Democracy and Sustainable Development

by Bernis Trejos Cunningham (ELP 2015) | Legal Advisor, CAC Consultora Legal, Nicaragua

My reflection on the past years working on environmental projects and programs, is that environmental sustainable management is directly related to sustainable development. The social and environmental movements in countries in the developing world need to redirect their scope in democracy, political process, and institutional strength. Without democracy, political process, and institutional strength, we will never accomplish sustainable development goals or solutions to poverty and climate change.

Environmental social movements have a big responsibility in this process. We have seen that weak institutions mean weak environmental protection. In Latin America we have a big problem related to human rights, and in countries like Brazil, Nicaragua, Honduras, and Mexico, environmental activists have been murdered for trying to protect the environment from corporate interests. The protection of the environment is one of the most dangerous jobs in some Latin American countries.

“Latin America remains at the top of the scale for global killings of land and environment defenders in 2017. However, agribusiness has overtaken mining as the industry most linked to the murder of activists – together these industries make up over 60% of known links. Meanwhile, defending national parks continues to be one of the world’s most dangerous jobs, with 21 recorded deaths linked to poaching.” (

In the Nicaragua Environmental Center of Conservation, where I work, we have suffered this violent action from our government. Many of our youth volunteers had to escape from the country for political reasons. I can’t say that we are doing better in environmental conservation and human sustainable development.

The other big issue that we need to address in sustainable development is education.
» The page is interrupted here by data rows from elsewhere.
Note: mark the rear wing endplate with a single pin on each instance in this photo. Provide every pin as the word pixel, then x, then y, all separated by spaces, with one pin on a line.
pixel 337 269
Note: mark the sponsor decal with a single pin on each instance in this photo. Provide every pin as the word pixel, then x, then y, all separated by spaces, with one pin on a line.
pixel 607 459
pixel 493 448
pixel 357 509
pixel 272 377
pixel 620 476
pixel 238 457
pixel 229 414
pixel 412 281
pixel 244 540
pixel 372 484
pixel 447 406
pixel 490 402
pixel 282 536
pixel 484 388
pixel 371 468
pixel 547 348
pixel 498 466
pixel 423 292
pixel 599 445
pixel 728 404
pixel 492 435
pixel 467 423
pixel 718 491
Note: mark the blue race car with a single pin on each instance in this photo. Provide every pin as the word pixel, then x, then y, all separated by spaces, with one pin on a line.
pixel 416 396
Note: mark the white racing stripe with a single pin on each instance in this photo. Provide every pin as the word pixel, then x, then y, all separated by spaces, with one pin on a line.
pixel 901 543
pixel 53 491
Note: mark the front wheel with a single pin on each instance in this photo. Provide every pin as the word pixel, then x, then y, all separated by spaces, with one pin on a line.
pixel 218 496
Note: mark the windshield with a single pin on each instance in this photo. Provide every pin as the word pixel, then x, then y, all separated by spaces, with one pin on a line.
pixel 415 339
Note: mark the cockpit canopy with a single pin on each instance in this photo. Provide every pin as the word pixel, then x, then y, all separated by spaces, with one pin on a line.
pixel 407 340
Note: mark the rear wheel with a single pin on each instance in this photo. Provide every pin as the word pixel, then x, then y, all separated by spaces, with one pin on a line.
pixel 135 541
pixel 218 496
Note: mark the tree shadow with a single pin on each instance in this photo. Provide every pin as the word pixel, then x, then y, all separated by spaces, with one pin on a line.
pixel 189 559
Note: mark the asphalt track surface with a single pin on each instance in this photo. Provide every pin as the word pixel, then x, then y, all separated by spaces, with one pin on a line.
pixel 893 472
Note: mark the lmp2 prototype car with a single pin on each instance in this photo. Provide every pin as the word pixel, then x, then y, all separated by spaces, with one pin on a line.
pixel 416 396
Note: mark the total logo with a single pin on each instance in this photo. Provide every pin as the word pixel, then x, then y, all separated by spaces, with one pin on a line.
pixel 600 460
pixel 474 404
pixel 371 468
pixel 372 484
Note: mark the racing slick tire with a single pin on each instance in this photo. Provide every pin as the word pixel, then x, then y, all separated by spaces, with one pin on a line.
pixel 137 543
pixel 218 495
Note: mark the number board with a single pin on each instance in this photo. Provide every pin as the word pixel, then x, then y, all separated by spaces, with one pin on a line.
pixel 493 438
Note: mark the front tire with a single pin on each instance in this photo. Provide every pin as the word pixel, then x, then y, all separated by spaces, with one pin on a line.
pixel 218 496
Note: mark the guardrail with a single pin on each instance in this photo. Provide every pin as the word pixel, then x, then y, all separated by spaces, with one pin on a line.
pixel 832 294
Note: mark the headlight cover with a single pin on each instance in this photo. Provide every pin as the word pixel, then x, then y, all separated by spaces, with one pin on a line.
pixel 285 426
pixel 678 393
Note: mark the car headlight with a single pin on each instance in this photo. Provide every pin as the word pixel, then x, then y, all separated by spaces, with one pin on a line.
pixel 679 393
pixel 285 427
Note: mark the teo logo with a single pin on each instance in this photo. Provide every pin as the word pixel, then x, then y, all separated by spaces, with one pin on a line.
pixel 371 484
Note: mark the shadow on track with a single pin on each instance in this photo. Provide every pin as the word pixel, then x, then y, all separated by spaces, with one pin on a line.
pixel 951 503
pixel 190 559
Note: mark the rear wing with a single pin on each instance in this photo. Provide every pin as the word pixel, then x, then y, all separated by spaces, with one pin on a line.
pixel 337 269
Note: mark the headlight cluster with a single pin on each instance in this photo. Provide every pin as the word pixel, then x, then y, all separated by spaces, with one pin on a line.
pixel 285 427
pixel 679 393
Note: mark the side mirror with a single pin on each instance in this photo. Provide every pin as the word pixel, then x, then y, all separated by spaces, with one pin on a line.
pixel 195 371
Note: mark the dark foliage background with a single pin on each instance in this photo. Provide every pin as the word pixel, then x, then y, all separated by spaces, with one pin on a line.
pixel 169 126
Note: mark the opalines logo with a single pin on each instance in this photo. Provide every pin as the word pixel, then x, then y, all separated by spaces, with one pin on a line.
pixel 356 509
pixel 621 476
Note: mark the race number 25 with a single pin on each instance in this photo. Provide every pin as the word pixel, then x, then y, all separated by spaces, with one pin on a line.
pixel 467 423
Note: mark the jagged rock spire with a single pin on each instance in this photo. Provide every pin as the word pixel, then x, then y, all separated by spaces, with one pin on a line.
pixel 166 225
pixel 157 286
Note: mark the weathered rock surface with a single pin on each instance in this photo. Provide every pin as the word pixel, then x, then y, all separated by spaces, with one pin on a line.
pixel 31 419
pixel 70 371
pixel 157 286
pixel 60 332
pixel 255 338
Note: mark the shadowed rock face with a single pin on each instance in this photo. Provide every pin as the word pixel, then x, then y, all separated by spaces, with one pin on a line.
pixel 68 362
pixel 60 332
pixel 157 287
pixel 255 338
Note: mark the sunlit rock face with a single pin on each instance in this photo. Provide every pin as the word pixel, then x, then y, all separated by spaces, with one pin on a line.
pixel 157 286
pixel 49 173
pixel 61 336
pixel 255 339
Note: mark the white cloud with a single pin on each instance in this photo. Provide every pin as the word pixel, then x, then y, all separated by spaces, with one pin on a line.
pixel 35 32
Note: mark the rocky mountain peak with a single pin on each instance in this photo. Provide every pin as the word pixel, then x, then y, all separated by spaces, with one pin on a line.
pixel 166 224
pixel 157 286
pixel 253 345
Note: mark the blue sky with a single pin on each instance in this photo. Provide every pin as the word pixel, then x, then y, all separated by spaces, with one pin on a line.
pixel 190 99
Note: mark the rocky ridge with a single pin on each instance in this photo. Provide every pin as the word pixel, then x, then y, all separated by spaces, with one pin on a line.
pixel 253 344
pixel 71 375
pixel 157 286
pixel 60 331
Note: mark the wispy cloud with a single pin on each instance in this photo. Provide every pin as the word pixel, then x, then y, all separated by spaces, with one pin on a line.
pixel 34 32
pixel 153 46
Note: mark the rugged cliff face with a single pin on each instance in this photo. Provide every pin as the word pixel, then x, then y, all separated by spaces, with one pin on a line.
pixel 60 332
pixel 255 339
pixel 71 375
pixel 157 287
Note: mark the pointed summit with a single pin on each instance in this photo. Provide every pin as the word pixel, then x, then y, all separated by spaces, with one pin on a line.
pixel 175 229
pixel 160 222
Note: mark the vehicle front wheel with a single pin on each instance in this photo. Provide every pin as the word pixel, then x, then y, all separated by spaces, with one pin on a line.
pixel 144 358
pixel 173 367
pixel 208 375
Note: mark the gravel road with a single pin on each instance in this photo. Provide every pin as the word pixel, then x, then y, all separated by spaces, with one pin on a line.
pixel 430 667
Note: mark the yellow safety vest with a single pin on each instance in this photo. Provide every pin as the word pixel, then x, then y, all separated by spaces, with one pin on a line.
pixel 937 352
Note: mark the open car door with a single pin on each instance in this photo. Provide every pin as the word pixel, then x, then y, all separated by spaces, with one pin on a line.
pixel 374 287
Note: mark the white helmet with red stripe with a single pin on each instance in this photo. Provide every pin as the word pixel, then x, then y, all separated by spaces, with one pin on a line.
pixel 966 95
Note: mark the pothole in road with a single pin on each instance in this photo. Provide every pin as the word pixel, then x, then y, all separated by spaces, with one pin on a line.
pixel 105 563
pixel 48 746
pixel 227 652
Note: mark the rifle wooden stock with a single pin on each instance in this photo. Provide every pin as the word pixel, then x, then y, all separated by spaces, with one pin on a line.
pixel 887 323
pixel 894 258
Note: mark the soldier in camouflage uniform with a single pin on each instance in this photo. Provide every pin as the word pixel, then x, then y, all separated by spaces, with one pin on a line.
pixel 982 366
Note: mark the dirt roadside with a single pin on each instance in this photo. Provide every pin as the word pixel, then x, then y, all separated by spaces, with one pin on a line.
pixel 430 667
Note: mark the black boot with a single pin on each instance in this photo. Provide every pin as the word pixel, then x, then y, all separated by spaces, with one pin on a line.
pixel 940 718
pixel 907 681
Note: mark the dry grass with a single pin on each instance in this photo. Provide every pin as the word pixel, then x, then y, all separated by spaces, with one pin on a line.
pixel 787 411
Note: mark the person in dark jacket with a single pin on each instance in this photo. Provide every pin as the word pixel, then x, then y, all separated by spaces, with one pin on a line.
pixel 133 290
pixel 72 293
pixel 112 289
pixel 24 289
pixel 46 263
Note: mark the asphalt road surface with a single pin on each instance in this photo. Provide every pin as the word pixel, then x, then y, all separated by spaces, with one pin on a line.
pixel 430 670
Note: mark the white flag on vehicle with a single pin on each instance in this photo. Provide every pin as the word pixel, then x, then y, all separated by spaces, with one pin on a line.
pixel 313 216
We are focusing 90% of our time and resources on developing environmental leadership programs in Nicaraguan schools.

I am writing this article from Katowice, Poland, at COP 24. At this conference, the parties have been discussing human right. Some parties want to take the issue of human rights out of the Paris Agreement Rule Book discussion, but from our perspective this can be really dangerous. From the perspective of the developing world, human rights and climate change are really important.

The last point I want to address is the weak willingness to address the IPCC report in climate change negotiation. Countries like South Arabia, Kuwait, and the US are blocking the words “welcome the IPCC report” and changing them to “take note of the IPCC report.” We can believe that there are still countries against science, if these issues are not included In the rule book; we can start talking about a failed COP 24.

The social movements and youth need to address all their energy in the political process, because as we saw in the elections in the US and Brazil, climate change is affected by the political climate, and the youth and new generations are facing the worst effects of these political decisions.